Various controlling factors are involved to regulate cellular actions,affected by their changing internal and external environments.
Why it is useful
the enzyme induces cleavage of gluten-derived peptides predigested by pepsin and pancreatic enzymes an exhibiting a detoxifying effect in the host's gut.
Type IV : Viruses, Bacteria, Protozoa and Fungi
Identified database- TrypanoCyc (www.metexplore.fr/trypanocyc)
Description- This database describes the generic and condition-specific metabolic network of Trypanosoma brucei ( a parasitic protozoan) responsible for human and animal African Trypanosomiasis ( common known as sleeping sickness).
Why it is useful- This database give information about the protein ( acidin-pepsin) also known as glycine betaine
It molecular group
It chemical formula
Molecular weight
Monoisotopic molecular weight
Metabolic reaction of this compound
Type V : Human genome, model
organisms, comparative genomics.
Identified database : neXtProt (http://www.nextprot.org/)

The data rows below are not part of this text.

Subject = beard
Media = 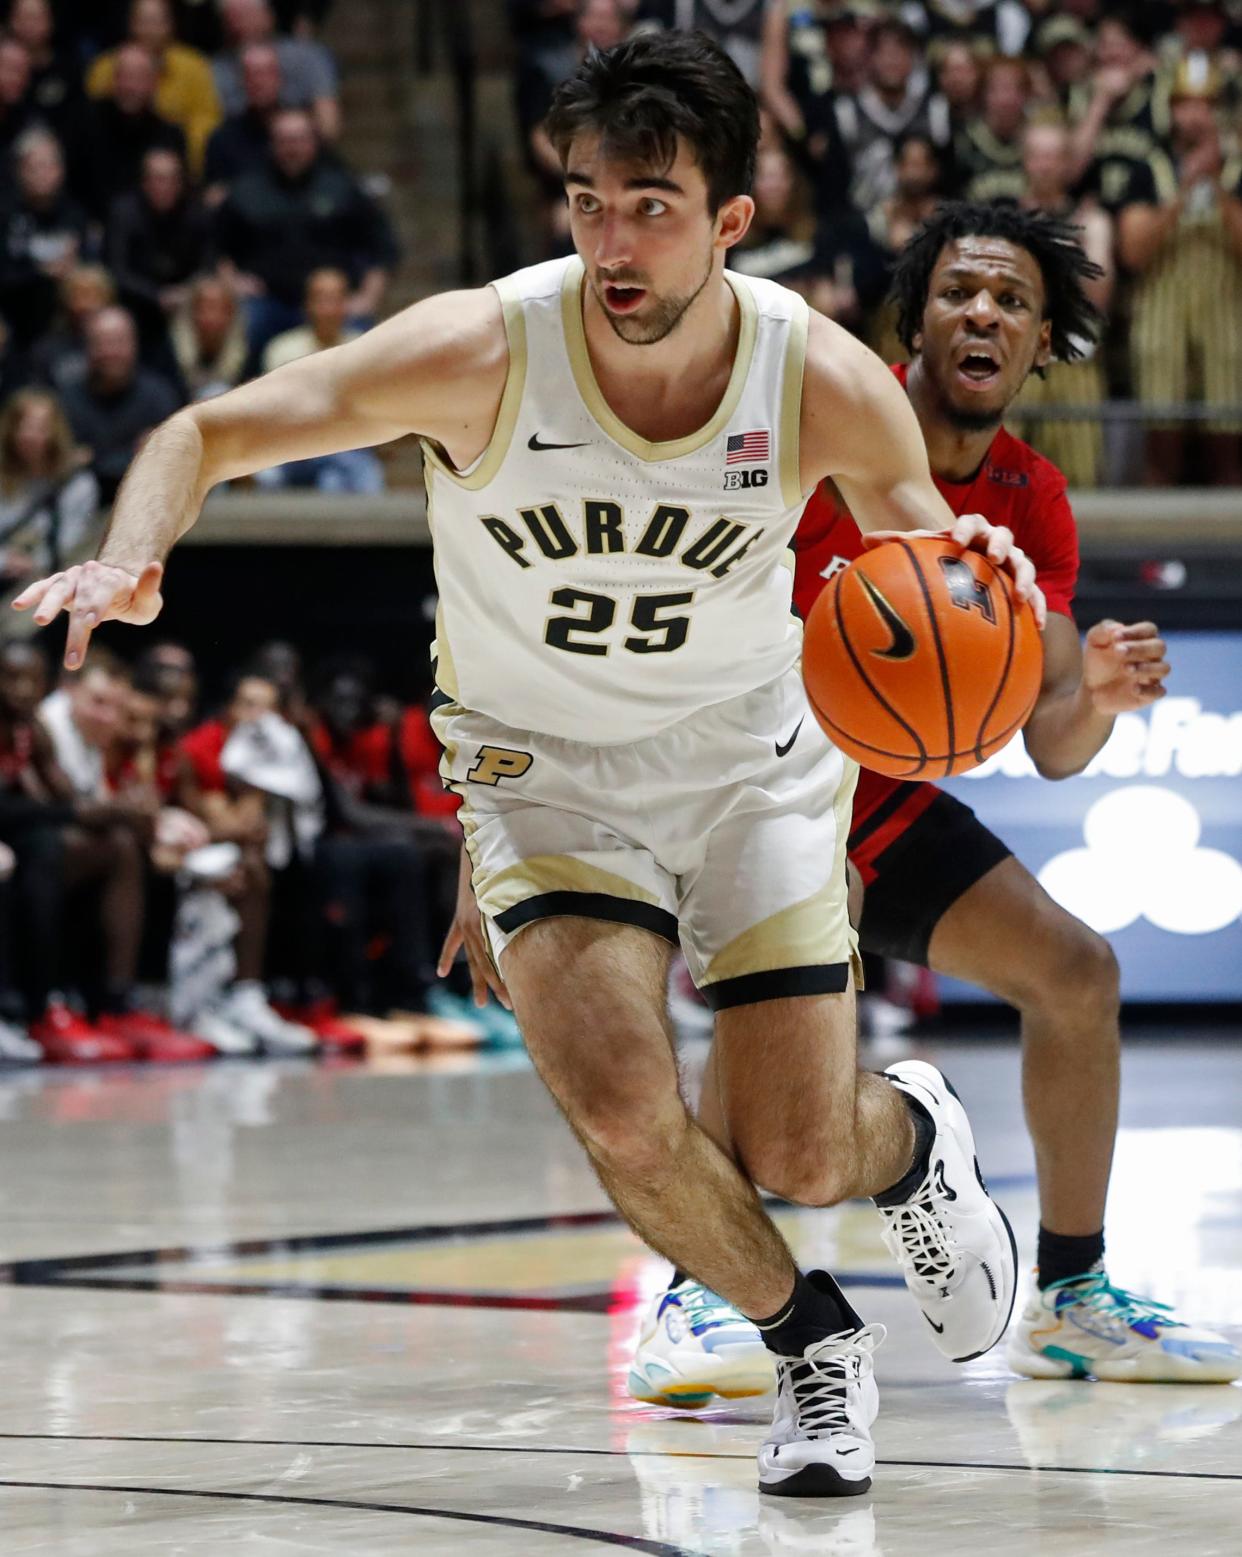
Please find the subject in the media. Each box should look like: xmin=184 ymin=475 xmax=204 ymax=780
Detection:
xmin=924 ymin=351 xmax=1012 ymax=432
xmin=592 ymin=253 xmax=714 ymax=345
xmin=942 ymin=397 xmax=1005 ymax=432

Description : it is a database that provide various types of information on human proteins.
Why it is useful
It shows various types of a protein including it’s definition, function, and process which the protein involve.
Very easy to use.
Provide many information.
Type VI : Genomic variation, diseases and drugs
Identified Database: CancerPPD (http://crdd.osdd.net/raghava/cancerppd/)
Why it is useful?
1. Has peptide sequence search, which allow researcher to searching given peptide sequence against sequences of all peptides available in CancerPPD
2. Simple search, provides basic facility to retrieve data from the database. It allows users to perform keyword search on any field of the database
3. Complex query, facilitate users who wish to perform complex search to extract the desired information from CancerPPD
Type VII : PLANT DATABASE
identified database : Plaza 3.0 (http://bioinformatics.psb.ugent.be/plaza/versions/plaza_v3_dicots/a)
Description
Designed to make comparative genomics data for plants available through a user-friendly web interface.
Structural and functional annotation, gene families, protein domains, phylogenetic trees and detailed information about genome organization can easily be queried and visualized.
Why it is useful
Pepsin are part of the cleavage process. Pepsin also cleaves nonheme iron which is found in plant foods such as cereals, fruits and vegetables from a protein to facilitate absorption.
Type VIII : Other Databases
Identified database- HAMAP ( High-Quality Automated and Manual Annotation of Proteins) (http://hamap.expasy.org)
Description- This database provides automatic classification and annotation of protein sequences. It also allows precise annotation of individual functional variants within large homologous protein families.
Why it is useful- This database provides:
Determination of family membership of protein sequence
Determination of annotation rule
Annotating protein and gene names
Describe protein function including catalytic activity and etc.